Elles représentent aujourd’hui près d’une femme sur cinq dans les générations nées après 1980. Pas des militantes, pas des cas particuliers, pas des femmes brisées par une enfance difficile ou convaincues que la planète ne mérite plus d’être peuplée. Des femmes ordinaires, souvent heureuses, parfois en couple depuis des années, qui n’ont simplement jamais ressenti ce désir-là. Pas de révélation, pas de retraite méditative à Bali, ni de trauma fondateur, pas de bonne raison socialement recevable.
CDI, crédit, conjoint – et après ?
Esmée Centaurat, elle, a tout coché. Le CDI, le mari qu’elle aime encore après dix ans, le crédit immobilier, les familles présentes et joyeuses, l’argent qui suffit. Elle n’a pas fui quelque chose ni sacrifiée sa vie de femme au profit de sa carrière, elle n’attendait pas que sa vie soit enfin stable pour décider. Et dans cette vie bien construite, bien remplie, franchement heureuse ; pas d’enfant, pas d’envie d’enfant, et pas de raison valable à donner à ceux qui lui posent la question. C’est justement parce qu’elle n’a aucune excuse socialement recevable qu’elle ose l’écrire.
Esmée Centaurat l’écrit sur son Substack en mai 2026, dans un texte qui circule et qui touche juste : “La vérité est la suivante : il n’y a pas de raison. Il n’y a pas de choix.”
La vie parfaite sur le papier
” La vérité est la suivante : il n’y a pas de raison. Il n’y a pas de choix. C’est perturbant, pas de raison. Je suis pleinement adulte aujourd’hui. Je sais où j’en suis, c’est une chose de pouvoir le dire. J’ai confiance en ma capacité à élever un enfant, être une bonne mère. Je suis sûre que je pourrais m’y retrouve si ça tombait. Je m’en accommoderais, contre mauvaise fortune bon coeur. “
En France, le discours a bougé. Les statistiques le confirment : selon l’INSEE, environ 7% des femmes nées en 1975 n’ont pas eu d’enfant, un chiffre en hausse, et la tendance s’accentue chez les générations suivantes. Le mot “childfree” a colonisé Instagram. Les podcasts fleurissent et on entend de plus en plus souvent “je respecte ton choix.”
” Il n’existe pas de thérapie de conversion. ”
Mais voilà le problème avec ce “je respecte ton choix” : il présuppose qu’il y a un choix. Or ce que décrit Esmée Centaurat, ce n’est pas une décision mais bien une absence de désir. Et ça, la société a du mal à le loger quelque part.

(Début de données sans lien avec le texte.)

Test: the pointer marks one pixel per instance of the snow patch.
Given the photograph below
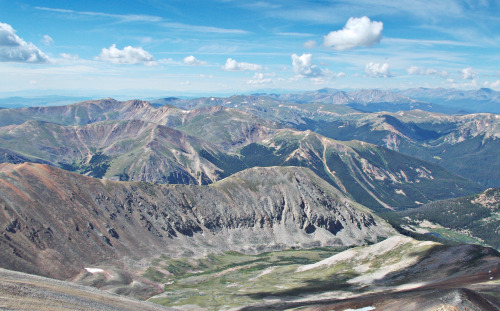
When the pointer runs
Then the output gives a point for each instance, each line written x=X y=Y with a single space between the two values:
x=94 y=270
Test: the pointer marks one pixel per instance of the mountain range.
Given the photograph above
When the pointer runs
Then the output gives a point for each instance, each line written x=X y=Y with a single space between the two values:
x=318 y=200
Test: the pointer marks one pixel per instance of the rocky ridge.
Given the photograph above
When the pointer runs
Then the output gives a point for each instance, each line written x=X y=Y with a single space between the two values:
x=52 y=218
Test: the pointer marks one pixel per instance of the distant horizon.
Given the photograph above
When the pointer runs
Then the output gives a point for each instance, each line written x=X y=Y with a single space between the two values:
x=239 y=46
x=190 y=95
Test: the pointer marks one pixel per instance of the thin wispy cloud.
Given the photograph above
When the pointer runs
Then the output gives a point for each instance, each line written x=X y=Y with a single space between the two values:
x=120 y=17
x=233 y=65
x=15 y=49
x=376 y=70
x=204 y=29
x=128 y=55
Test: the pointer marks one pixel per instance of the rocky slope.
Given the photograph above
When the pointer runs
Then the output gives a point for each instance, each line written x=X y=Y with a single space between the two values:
x=125 y=150
x=476 y=216
x=461 y=144
x=21 y=291
x=55 y=223
x=374 y=176
x=144 y=151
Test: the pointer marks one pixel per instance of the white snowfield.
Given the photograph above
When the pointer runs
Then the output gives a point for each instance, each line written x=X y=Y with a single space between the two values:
x=364 y=256
x=94 y=270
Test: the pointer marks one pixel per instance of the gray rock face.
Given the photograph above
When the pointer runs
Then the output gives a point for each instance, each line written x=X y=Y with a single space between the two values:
x=54 y=222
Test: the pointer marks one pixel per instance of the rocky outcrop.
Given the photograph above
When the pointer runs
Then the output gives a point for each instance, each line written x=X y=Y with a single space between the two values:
x=54 y=222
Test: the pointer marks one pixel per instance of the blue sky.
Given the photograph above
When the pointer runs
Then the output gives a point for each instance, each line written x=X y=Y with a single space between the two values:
x=158 y=48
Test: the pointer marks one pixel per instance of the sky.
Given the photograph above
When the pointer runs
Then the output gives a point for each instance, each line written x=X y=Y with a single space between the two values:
x=213 y=47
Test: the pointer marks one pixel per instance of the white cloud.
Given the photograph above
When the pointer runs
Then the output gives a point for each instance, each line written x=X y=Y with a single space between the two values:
x=378 y=70
x=415 y=70
x=468 y=73
x=207 y=29
x=47 y=40
x=492 y=84
x=129 y=55
x=232 y=65
x=259 y=78
x=309 y=44
x=69 y=56
x=191 y=60
x=121 y=18
x=303 y=66
x=356 y=32
x=15 y=49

” En une décennie, la société a suffisamment changé pour que notre non-parentalité soit considérée comme normale. Avant, ma position faisait figure d’exception, elle générait de vives réactions. Aujourd’hui, dans ce contexte de dénatalité, elle est banale. Je pensais me sentir seule dans cette voie, nous sommes légion. “
“On s’imagine une conviction”, écrit-elle. Parce que ça rassure et ça se range dans une case. Une absence de désir, c’est beaucoup plus difficile à tenir pour son interlocuteur.
L’archéologie de soi-même
Ce qu’elle raconte ensuite est peut-être la partie la plus honnête. Elle a “pisté” (son mot) les raisons possibles.Elle a fait du travail sur elle-même, le genre de travail sérieux qui mène quelque part en général.
Et elle est arrivée à : rien. Quelques “os à ronger”, comme elle dit.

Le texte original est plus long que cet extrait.